2023-05-28 10:20:00
It was in 1998, at the University of Cambridge. Stephen Hawking, already world famous, had summoned the student to become one of his doctoral students.
“There was a click between us,” recalls Thomas Hertog, now a professor at the Catholic University of Louvain. This connection has never been interrupted although the eminent cosmologist, affected by Charcot’s disease, has lost the use of speech.
For twenty years, the duo worked closely together and built a new vision that disrupted the way science conceives the cosmos. This would be the “latest theory” of Stephen Hawking, who disappeared in 2018 at the age of 76.
Thomas Hertog exposes it for the first time in full in his book “The Origin of Time”, published in spring 2023 in the United Kingdom and France.
In an interview with AFP, the author recounted his collaboration with his mentor and friend. And describes how Hawking ultimately felt his seminal book ‘A Brief History of Time’, which sold more than 10 million copies, was written ‘from the wrong point of view’.
The universe responds to a “design”
From the outset, Hawking addressed the question that tormented him. “The universe we observe seems to respond to a design,” he told her through his dialog box, which gave him a robot voice.
“The laws of physics turn out to be perfect for the universe to be habitable”, develops Thomas Hertog.
This remarkable chain of favorable circumstances extends from the delicate balance allowing atoms to form the molecules necessary for chemistry, to the expansion of the universe itself, which allows the appearance of vast structures like the galaxies.
“From its violent birth, the universe emerged in a configuration spectacularly adapted to the development of life – even if this would not take place until billions of years later”, writes the scientist.
A “fashionable” answer to this conundrum is the multiverse, an idea that has recently become popular in film. This theory tries to explain the seemingly shaped nature of the universe, making it one of countless others, which would be “uninteresting, lifeless”, according to the 47-year-old cosmologist.
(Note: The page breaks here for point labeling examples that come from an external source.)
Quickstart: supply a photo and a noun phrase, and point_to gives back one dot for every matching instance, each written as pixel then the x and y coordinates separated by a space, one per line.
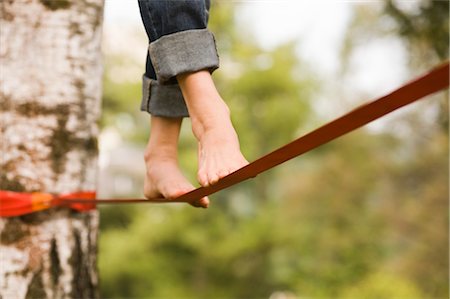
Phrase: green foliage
pixel 365 216
pixel 382 285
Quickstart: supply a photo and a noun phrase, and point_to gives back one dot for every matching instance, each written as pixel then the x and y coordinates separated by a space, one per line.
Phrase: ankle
pixel 211 120
pixel 160 154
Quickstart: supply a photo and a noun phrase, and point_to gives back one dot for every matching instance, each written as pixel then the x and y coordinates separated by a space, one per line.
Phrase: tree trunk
pixel 50 91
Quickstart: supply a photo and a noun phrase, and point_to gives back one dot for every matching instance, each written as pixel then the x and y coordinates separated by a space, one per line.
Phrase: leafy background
pixel 365 216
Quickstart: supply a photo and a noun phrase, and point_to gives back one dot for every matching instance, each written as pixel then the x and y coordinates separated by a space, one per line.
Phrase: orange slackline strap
pixel 21 203
pixel 436 80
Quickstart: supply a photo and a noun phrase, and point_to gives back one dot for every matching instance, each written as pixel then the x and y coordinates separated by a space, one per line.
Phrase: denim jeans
pixel 179 42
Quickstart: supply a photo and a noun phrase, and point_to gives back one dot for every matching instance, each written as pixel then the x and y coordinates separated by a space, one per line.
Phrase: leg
pixel 163 177
pixel 219 152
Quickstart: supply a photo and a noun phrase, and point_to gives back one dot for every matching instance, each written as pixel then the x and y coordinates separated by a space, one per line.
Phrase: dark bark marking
pixel 10 184
pixel 82 285
pixel 56 4
pixel 55 265
pixel 62 140
pixel 36 287
pixel 13 231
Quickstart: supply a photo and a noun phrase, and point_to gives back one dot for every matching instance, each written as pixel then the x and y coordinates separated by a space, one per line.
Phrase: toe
pixel 203 203
pixel 203 179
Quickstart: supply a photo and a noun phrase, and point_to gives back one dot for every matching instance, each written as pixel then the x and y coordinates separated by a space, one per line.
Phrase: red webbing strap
pixel 436 80
pixel 21 203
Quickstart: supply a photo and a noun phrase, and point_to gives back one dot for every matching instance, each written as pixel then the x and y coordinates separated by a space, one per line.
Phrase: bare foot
pixel 163 177
pixel 219 152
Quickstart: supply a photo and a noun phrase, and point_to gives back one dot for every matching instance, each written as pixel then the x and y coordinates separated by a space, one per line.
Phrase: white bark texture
pixel 50 71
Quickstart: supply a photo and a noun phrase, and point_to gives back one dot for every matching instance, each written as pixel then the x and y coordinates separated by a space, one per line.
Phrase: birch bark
pixel 50 72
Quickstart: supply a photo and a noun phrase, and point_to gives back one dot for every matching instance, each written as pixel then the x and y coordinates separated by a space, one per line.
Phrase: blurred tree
pixel 50 95
pixel 415 186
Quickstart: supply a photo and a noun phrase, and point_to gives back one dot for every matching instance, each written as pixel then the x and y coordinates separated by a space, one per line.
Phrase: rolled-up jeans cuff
pixel 182 52
pixel 162 100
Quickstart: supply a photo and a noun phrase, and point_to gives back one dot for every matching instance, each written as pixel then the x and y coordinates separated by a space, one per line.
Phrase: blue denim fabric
pixel 165 17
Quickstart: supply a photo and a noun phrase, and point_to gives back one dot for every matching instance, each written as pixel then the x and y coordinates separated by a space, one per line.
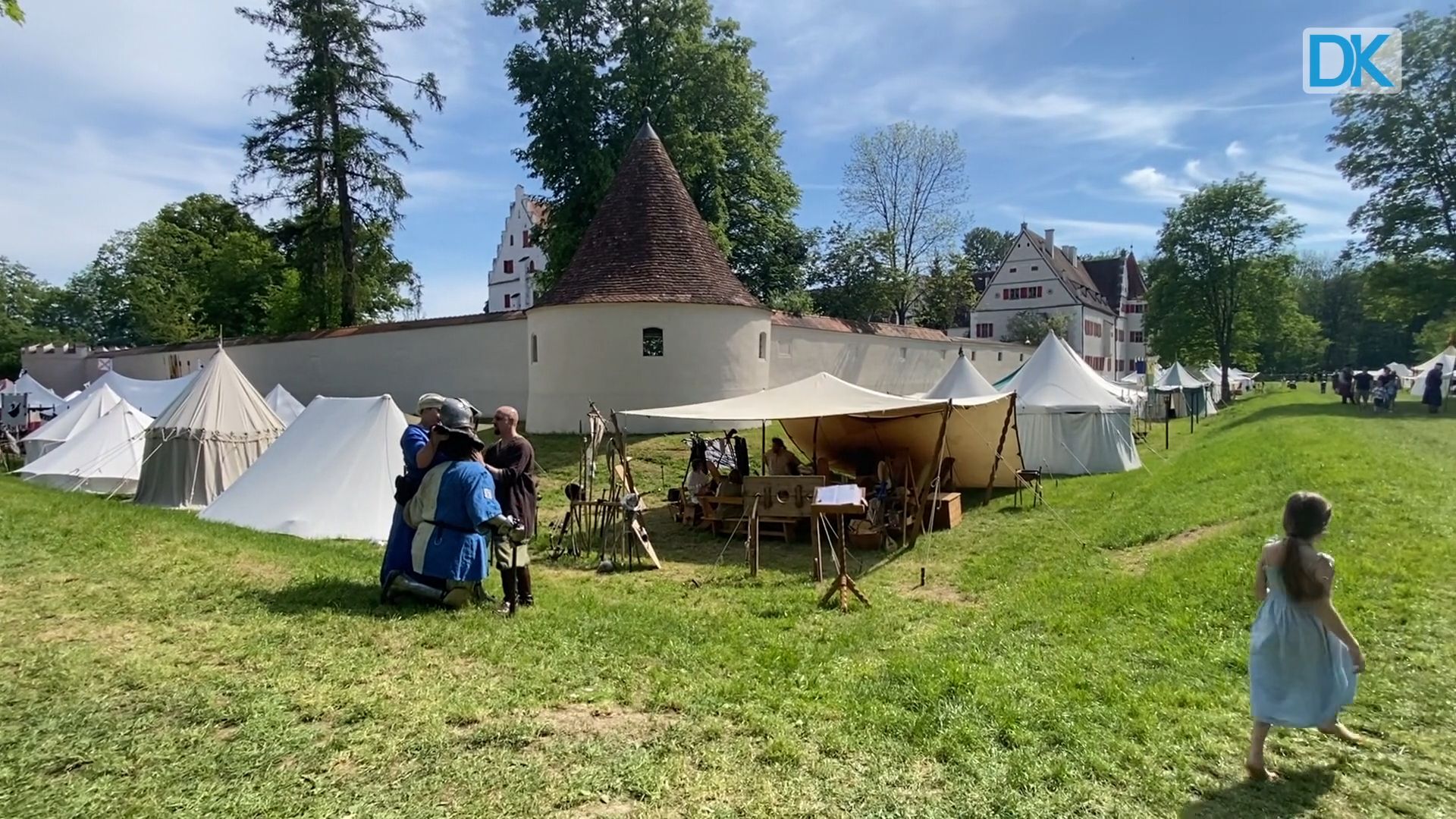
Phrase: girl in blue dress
pixel 1302 657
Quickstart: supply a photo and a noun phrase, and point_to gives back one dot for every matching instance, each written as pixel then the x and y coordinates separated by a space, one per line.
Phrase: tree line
pixel 1225 281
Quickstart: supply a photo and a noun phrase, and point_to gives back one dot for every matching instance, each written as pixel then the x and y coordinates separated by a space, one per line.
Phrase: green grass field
pixel 1081 659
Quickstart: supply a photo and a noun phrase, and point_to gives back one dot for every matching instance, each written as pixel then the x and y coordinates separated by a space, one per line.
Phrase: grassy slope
pixel 1071 659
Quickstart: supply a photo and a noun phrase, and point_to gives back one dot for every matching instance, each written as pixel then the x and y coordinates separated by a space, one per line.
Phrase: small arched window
pixel 653 341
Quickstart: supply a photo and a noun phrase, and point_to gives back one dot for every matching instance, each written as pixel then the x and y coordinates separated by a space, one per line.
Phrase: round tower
pixel 647 314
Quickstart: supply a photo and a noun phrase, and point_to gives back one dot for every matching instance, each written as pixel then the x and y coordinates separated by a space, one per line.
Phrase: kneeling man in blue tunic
pixel 456 516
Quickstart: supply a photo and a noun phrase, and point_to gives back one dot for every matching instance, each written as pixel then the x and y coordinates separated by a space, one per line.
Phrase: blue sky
pixel 1088 117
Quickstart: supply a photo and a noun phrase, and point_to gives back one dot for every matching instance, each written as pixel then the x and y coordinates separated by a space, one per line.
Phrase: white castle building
pixel 517 257
pixel 1104 300
pixel 647 314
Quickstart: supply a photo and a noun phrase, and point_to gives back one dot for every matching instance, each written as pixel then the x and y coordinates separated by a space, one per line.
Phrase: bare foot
pixel 1260 774
pixel 1341 733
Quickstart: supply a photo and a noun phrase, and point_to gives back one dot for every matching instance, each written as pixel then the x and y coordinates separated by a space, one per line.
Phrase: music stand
pixel 837 500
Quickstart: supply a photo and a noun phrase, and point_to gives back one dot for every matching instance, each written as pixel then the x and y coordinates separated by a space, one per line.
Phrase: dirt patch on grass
pixel 584 720
pixel 941 594
pixel 258 570
pixel 1134 560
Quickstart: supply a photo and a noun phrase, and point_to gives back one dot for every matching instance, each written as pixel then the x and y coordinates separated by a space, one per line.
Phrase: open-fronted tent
pixel 1185 392
pixel 69 425
pixel 150 395
pixel 1071 419
pixel 206 439
pixel 1446 357
pixel 284 404
pixel 329 475
pixel 105 458
pixel 855 428
pixel 962 381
But Hawking realized the “great quagmire of paradoxes the multiverse was dragging us into.” The multiverse and even “A Brief History of Time” were “attempts to describe the creation and evolution of our universe from what Stephen would call a + divine perspective +”, continues Mr. Hertog.
For 15 years, the two scientists appealed to the strangeness of quantum theory to propose a new theory, from a new point of view.
“I thought it was over”
In 2008, Hawking lost the ability to use his chat box, further isolating himself. “I thought it was over,” says Mr. Hertog. But the duo developed “somewhat magical” non-verbal communication and were able to continue working.
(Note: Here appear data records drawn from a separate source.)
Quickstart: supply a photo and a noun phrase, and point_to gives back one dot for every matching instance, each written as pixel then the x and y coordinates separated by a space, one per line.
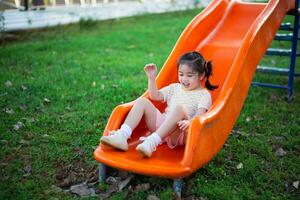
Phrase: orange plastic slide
pixel 234 35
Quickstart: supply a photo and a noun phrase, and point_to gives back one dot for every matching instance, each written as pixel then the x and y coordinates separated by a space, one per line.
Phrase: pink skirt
pixel 160 118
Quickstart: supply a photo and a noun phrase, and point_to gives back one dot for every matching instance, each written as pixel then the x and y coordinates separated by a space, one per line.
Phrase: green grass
pixel 85 70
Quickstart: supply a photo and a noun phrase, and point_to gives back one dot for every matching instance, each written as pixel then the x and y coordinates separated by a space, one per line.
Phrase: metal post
pixel 294 52
pixel 177 187
pixel 102 172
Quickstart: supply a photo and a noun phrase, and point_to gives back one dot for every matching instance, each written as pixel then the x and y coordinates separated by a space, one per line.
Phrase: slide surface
pixel 234 35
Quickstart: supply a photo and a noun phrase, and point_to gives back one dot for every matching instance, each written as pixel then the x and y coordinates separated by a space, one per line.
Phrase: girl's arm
pixel 154 93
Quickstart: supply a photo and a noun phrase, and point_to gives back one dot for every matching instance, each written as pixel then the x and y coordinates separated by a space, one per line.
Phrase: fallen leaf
pixel 3 142
pixel 53 189
pixel 23 87
pixel 131 47
pixel 280 152
pixel 46 100
pixel 82 190
pixel 152 197
pixel 9 111
pixel 18 125
pixel 24 142
pixel 102 87
pixel 296 184
pixel 27 170
pixel 248 119
pixel 23 107
pixel 240 166
pixel 124 183
pixel 112 180
pixel 8 84
pixel 142 187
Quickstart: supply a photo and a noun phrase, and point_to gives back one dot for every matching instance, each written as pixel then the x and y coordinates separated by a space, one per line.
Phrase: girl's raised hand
pixel 151 70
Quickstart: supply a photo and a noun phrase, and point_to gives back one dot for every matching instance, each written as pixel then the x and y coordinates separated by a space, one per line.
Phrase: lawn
pixel 58 87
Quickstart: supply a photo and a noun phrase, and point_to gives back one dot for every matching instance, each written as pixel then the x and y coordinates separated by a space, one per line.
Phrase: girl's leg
pixel 118 139
pixel 142 107
pixel 170 124
pixel 168 127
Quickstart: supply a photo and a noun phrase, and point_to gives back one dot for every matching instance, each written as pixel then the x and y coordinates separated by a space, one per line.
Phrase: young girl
pixel 185 100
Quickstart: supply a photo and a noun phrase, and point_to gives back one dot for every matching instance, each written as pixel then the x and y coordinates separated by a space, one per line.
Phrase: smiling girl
pixel 185 100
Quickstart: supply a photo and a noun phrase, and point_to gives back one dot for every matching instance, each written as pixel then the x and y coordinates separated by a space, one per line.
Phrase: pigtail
pixel 208 73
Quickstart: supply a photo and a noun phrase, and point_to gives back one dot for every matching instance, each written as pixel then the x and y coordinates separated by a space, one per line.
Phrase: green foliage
pixel 87 23
pixel 66 81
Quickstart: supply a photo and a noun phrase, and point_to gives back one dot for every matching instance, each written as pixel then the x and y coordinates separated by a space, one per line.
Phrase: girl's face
pixel 188 78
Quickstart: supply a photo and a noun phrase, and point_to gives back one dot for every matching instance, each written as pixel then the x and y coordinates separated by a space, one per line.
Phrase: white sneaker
pixel 147 147
pixel 115 139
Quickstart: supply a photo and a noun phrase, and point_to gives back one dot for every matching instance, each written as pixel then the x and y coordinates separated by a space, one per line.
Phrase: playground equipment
pixel 291 53
pixel 234 35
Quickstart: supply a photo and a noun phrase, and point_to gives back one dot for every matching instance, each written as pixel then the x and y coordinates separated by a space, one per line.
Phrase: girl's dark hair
pixel 196 61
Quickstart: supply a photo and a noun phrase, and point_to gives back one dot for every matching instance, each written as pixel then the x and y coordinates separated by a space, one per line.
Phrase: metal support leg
pixel 102 172
pixel 177 187
pixel 294 53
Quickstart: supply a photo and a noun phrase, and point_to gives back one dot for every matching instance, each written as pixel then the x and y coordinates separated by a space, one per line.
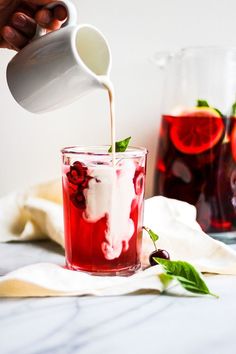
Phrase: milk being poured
pixel 113 195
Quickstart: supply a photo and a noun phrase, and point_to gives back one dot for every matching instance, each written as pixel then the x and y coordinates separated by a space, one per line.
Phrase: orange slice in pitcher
pixel 196 130
pixel 233 139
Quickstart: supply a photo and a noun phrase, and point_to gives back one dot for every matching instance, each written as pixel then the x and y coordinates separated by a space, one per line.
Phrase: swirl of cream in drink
pixel 110 193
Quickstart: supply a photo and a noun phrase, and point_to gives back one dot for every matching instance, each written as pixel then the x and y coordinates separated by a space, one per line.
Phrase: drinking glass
pixel 196 156
pixel 103 209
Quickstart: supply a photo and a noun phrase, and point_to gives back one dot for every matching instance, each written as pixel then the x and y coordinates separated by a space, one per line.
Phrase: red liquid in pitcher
pixel 197 164
pixel 102 237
He stood in front of the physicist, asked him questions while looking him in the eye. Hawking “had a very wide range of facial expressions, ranging from extreme disagreement to extreme excitement”. The link was such that it is according to him “impossible to distinguish” the ideas emanating from him or from Hawking.
Their theory focuses on what happened in the first moments following the Big Bang. Rather than a subsequent explosion of a pre-existing set of rules, they suggest that the laws of physics themselves evolved along with the universe.
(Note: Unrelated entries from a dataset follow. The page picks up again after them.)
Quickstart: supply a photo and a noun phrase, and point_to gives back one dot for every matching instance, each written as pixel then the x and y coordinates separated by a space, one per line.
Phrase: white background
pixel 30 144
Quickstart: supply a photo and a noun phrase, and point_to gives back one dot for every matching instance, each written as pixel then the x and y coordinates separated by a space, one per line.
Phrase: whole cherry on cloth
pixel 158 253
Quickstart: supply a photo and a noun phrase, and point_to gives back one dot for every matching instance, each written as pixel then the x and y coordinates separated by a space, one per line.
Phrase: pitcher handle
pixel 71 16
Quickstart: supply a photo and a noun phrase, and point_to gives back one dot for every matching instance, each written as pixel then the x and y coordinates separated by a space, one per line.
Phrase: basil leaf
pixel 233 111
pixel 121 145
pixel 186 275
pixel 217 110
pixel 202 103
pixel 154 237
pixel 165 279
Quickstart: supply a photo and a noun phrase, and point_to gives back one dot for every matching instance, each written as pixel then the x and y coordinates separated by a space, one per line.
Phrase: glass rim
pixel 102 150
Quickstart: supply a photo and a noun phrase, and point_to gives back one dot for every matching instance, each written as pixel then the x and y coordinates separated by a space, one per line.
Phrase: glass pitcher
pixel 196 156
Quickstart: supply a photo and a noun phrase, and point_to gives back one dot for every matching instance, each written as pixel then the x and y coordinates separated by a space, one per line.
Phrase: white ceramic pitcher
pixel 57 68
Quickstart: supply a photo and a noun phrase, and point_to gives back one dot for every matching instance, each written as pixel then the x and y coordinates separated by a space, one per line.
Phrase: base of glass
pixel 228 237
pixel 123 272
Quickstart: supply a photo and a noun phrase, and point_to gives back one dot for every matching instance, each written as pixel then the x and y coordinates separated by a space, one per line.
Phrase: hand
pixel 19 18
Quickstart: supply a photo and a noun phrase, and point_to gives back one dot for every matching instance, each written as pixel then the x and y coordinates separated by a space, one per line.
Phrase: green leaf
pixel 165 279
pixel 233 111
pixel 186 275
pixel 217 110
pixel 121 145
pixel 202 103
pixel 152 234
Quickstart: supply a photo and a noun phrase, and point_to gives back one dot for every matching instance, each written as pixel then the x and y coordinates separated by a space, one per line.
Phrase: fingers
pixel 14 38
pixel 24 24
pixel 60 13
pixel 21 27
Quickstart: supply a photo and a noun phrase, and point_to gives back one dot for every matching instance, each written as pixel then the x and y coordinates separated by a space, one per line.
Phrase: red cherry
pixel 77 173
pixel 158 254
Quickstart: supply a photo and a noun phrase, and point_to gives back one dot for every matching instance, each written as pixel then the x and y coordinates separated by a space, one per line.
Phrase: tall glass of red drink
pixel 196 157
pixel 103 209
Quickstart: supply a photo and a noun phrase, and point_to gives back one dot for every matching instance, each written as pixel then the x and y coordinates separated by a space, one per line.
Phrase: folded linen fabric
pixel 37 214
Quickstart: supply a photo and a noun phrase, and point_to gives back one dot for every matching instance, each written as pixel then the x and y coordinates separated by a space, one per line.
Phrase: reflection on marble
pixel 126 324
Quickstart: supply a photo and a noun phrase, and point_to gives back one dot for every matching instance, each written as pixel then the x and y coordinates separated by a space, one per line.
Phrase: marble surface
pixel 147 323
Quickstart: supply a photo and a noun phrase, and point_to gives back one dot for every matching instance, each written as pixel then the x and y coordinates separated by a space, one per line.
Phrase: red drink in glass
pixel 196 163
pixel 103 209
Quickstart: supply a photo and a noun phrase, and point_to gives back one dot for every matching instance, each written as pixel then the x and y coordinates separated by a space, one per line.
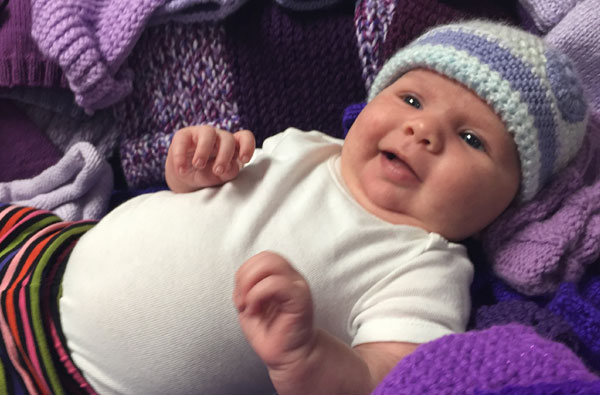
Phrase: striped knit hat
pixel 531 86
So if you go back far enough in time, “the laws of physics begin to simplify and disappear,” says Hertog. “In the end, even the dimension of time evaporates.”
The laws of physics and time would have evolved in a way similar to biological evolution – the title of his work refers to Darwin’s “Origin of Species”.
“Biology and physics are two levels of a great evolutionary process”. However, it is difficult to prove this theory because the early years of the universe remain “hidden in the fog of the Big Bang”.